In quest’ultima occasione ci si è proposti di esaminare la
sopravvivenza della citazione di casi concreti nella legislazione bizantina
costituita dalle Novelle e dalle loro Epitomi, che a prima vista è tutta
generale. Si dice abitualmente che mentre nell’età classica la
casistica giudiziaria forniva fondamento e contenuti al diritto privato,
nell’età tardoantica essa si riduce a semplice occasione della
legge generale, ovvero a semplice strumento d’appoggio per un legislatore
intento a fornire ai pratici, in maniera sistematica, l’interpretazione e
l’aggiornamento del diritto positivo.
Ma,
per dirla con Gogol, «non c’è niente di peggio di una
verità non vera». Le nostre certezze, per non essere
banalità o luoghi comuni, devono essere controllate almeno su due punti:
I) siamo sicuri di conoscere il vero significato della generalitas della
legge tardoantica? II) Siamo sicuri che la generalizzazione di tutte quante le
normative confermi l’esistenza di una tendenza legale di tipo sistematico
analoga a quella moderna? Lo studio degli usi del caso concreto nella
legislazione novellare sembrava utile a fare chiarezza sui problemi indicati. E
posso aggiungere che ora, a ricerca almeno parzialmente conclusa, ho trovato un
utile riscontro in una discussione d’attualità: alcuni giuristi
molto attenti alle tendenze ed agli sviluppi delle teorie intorno alla
formazione ed all’interpretazione delle leggi si stanno interrogando su
temi analoghi.

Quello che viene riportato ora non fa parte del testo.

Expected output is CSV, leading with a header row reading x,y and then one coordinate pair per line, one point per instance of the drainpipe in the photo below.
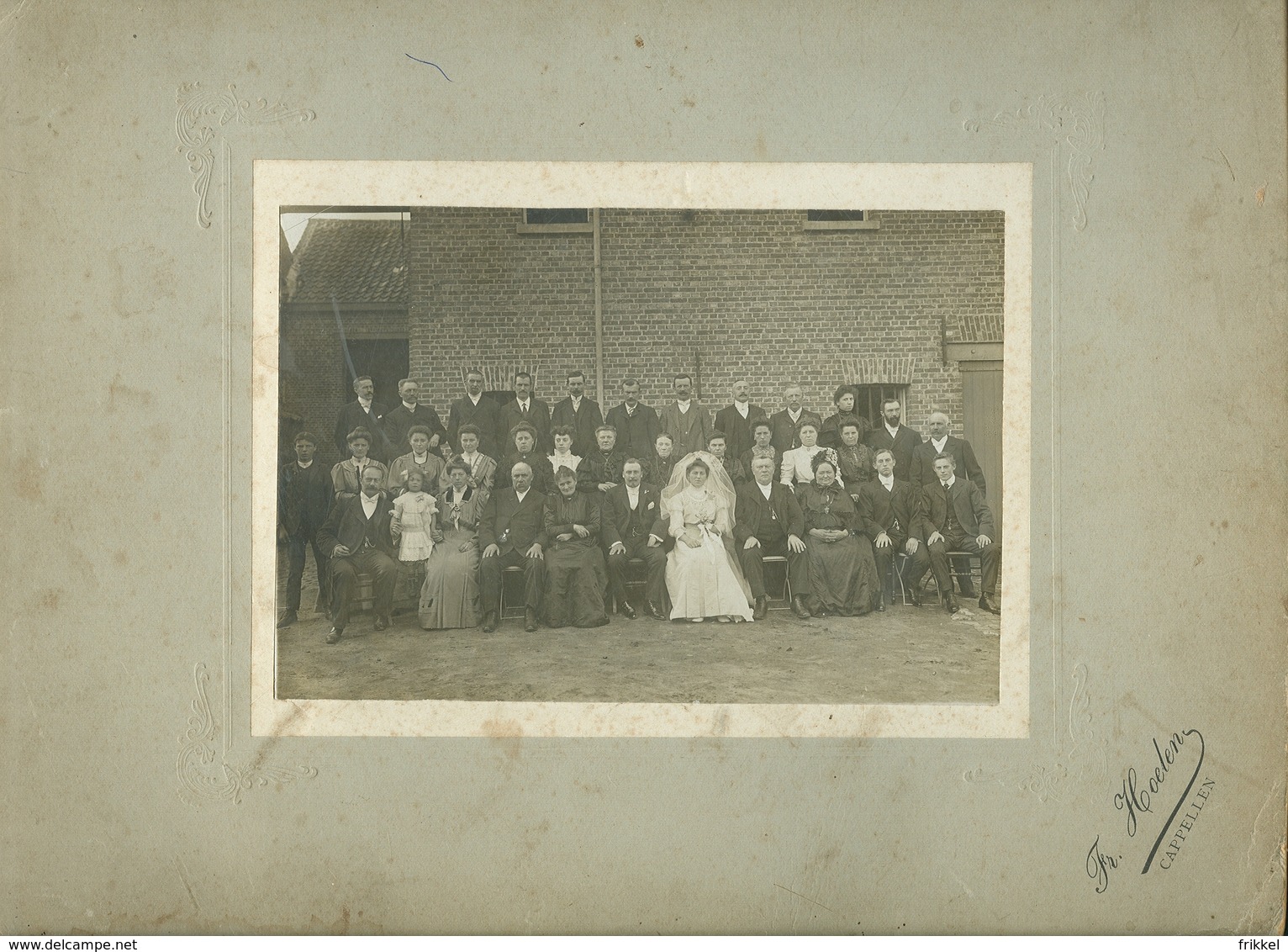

Ciò mi sembra confermare che le ipotesi di partenza del
nostro lavoro erano buone: se non altro nel senso (direi ben accreditato
nonostante tutte le polemiche sul modo in cui si debbano intendere oggi le
vecchie convinzioni sulla ‘contemporaneità’ del mestiere
dello storico) che vede la bontà di un programma di ricerca nella sua
capacità di indagare problemi ancor oggi rilevanti.
Da
tempo il giudice Zagrebelski ha messo l’accento sulla rilevanza del caso pratico
nella legislazione ed ha portato anche sulla stampa quotidiana
un’opinione appassionata, con cui continua a ribadire l’importanza
prioritaria della singola fattispecie sulla norma astratta. All’opposto,
non mancano i sostenitori dei vecchi modelli di tipo illuministico e
positivistico; pur essendo ormai ben superata la vecchia idea del
‘giudice bocca della legge’, c’è chi diffida di quella
che chiama ‘tirannia’ del caso concreto e suggerisce di non
allontanarsi troppo dalle buone tradizioni occidentali[2].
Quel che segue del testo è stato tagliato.